Love the model! Curious what texts were used?
Thank you so much for this amazing model—truly impressive work! I’m really grateful for the effort behind it. I was wondering if you could share which texts were used to train the model, particularly regarding biblical content, as different versions can reflect different doctrines. I'd love to understand more about the perspective it's aligned with.
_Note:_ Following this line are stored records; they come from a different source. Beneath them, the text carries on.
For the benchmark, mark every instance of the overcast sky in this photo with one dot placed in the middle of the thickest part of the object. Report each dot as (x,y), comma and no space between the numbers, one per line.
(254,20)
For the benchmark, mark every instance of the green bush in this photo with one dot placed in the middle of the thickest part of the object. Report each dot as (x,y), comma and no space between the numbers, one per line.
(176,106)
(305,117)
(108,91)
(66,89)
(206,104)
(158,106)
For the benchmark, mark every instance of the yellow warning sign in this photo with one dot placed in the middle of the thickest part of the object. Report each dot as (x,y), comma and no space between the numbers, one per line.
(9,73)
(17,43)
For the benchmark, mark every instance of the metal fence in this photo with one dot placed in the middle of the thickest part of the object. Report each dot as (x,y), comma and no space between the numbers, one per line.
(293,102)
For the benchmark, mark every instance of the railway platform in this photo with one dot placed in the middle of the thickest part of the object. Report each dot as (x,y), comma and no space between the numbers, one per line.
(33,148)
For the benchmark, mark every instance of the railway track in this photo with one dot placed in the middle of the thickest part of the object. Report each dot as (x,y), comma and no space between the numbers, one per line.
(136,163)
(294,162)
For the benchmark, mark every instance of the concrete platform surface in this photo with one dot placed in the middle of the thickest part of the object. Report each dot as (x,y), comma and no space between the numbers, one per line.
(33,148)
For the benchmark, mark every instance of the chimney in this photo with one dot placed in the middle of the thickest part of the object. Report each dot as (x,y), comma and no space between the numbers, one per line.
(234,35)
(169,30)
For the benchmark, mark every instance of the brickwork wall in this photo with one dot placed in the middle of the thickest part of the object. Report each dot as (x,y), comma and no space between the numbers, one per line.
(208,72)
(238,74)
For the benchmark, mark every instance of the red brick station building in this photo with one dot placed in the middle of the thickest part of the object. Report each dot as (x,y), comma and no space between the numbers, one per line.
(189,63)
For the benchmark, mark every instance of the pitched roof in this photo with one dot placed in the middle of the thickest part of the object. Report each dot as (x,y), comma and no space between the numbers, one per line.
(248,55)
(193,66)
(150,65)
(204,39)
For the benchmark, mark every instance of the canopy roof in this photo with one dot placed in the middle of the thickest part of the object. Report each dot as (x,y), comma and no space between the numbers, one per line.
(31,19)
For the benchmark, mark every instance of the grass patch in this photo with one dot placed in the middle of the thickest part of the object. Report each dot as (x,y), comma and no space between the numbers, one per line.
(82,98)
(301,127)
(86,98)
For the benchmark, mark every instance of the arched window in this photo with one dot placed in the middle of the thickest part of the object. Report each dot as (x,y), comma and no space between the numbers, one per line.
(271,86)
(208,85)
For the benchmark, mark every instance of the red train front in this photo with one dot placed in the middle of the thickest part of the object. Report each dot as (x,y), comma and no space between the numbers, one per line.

The Bible itself was the core material used for this ecumenical version. The dataset was created synthetically by interpreting the Bible through the lens of an ecumenical AI pastor to create question and answer turns about every section of it. The AI pastor ran off deepseek R1 with a complex Nicene Creed system prompt and a few other techniques. It's a lot to get into. I could show you on Discord.
Taking a second look at the model card I can see how it was phrased confusingly. The Bible itself is still the core material but I used different techniques to create four times as much data from the same material and then I had an AI help write the model card lol. There are too many cards to change now though.
You know what I've got the Baptist version of my data published here so you can see what it comes out like. https://huggingface.co/datasets/sleepdeprived3/Baptist-Christian-Bible-Expert
The core idea is to teach an LLM what a Christian question and answer looks like. So things like "How do I get into heaven?" are met with a real answer like John 3:16 rather than some typical AI junk like "there are many religions and beliefs blah blah"
Of course a skilled person can make a system prompt that will get any LLM close enough, but this takes it up another level.
One final note is you should still equip this with at least a basic pastor character. Even one line in your character or system prompt that it is a pastor of your denomination will be enough to get it going in the right direction.